Yesterday was a whirlwind. We woke up at RMH, hoping to get word about starting therapies, assuming we were there for at least another week and a half, hoping for clarity moving forward. By mid-morning, I was calling and leaving messages and trying to get in touch with the scheduler at Shirley Ryan outpatient rehab, and she finally called me back after lunch. She had just heard back from insurance that they are out of network with our insurance, and they should have checked on coverage before we had our evaluation appointment on Monday, but because outpatient therapy is available to us at home (unlike inpatient therapy, which was itself a hard sell for insurance), insurance had been rejecting things and being stupid. So we could probably pay a premium to stay and do it with them, but it wouldn’t start until next week at the earliest, and as I already knew, it would just be three times a week, because that’s all they’re allowed to schedule. We had apparently been staying in Chicago for no reason all week.
Fortunately, we were getting on a bus and in public, so I couldn’t start crying there. As Annie beamed at all the fellow bus passengers, I started to process that we needed to go home, that once we left Ronald McDonald House, we wouldn’t be able to get back in if I changed my mind, that driving back and forth two hours one way for an hour of PT and an hour of OT was not going to be worth it, that Annie had already been 6 days without therapy, and how was I going to check out of Ronald McDonald House with all of our stuff, her walker, the stroller, and all the little bags and totes of school supplies and get us home? I can’t believe I managed to focus enough to get us off at the correct stop.
We’d been on our way down to Millennium Park to meet Annie’s beloved cottage school teacher, Maddi, and her mom Kelsi, who runs our Charlotte Mason hybrid school. They had promised to come visit us in Chicago when they first heard about the surgery and had driven all the way in to do the Art Institute with us (only to find out as we all arrived that it is closed on Wednesdays!). So instead of our planned hang out in Chicago, I shared my realization that we needed to pack up and move home, and Kelsi pointed out that they were going to drive back to South Bend after visiting us, anyway, so why not just bring us home? We headed over to RMH with the usual Chicago adventures (have you really visited Chicago if you haven’t gotten turned around in one or more parking garages?), and Maddi and Kelsi played with Annie while I packed up our room and checked us out. And we drove home in time for dinner!

So I had been praying that the decision to stay or go would be really clear. God answered! And while Maddi had hoped to come visit while we were still inpatient, it was totally God’s timing for them to pick this Wednesday–I can’t even imagine the stress of trying to figure out how else we could have gotten home. I am so frustrated that we could have been home since Friday and started the process of getting PT going again here (even though they couldn’t give us 5 hours a day of therapy until the end of the month, anything would have been better than the nothing we’ve had since leaving inpatient!), but my mom reminded me that being in Chicago allowed me to focus just on Annie and not all the craziness of life back home.
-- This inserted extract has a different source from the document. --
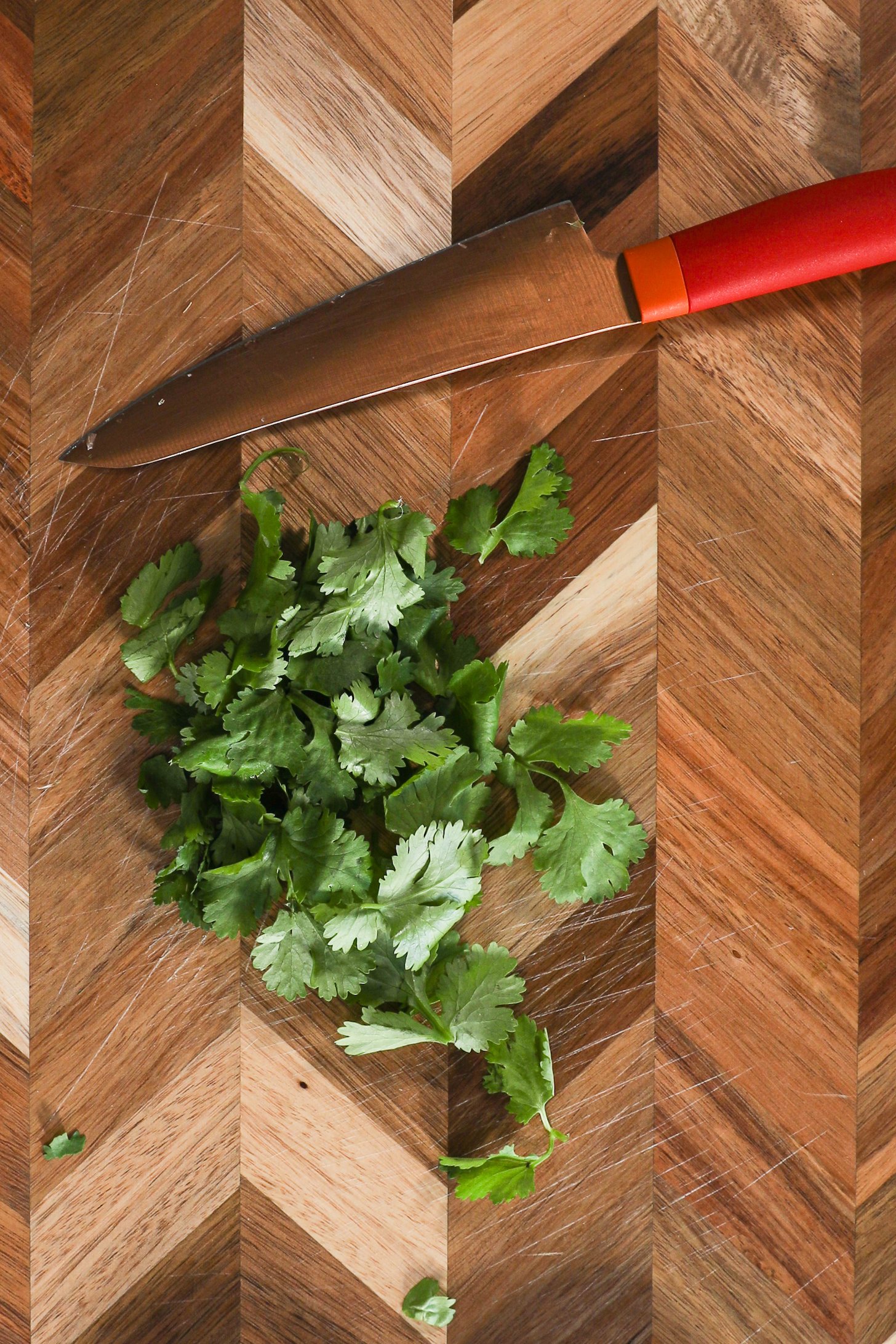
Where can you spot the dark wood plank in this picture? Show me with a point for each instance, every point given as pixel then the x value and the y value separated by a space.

Because chaos is the key word here. Many of my friends remember me joking about this summer and how we were getting our kitchen remodeled and wouldn’t it be the absolute worst timing if they got delayed and started working on our kitchen the exact day I got home from the hospital with Annie? Guess what started happening yesterday afternoon, right before we got home?


Yes, that would be our kitchen, completely gutted today! We have no kitchen sink or oven. God has a great sense of humor.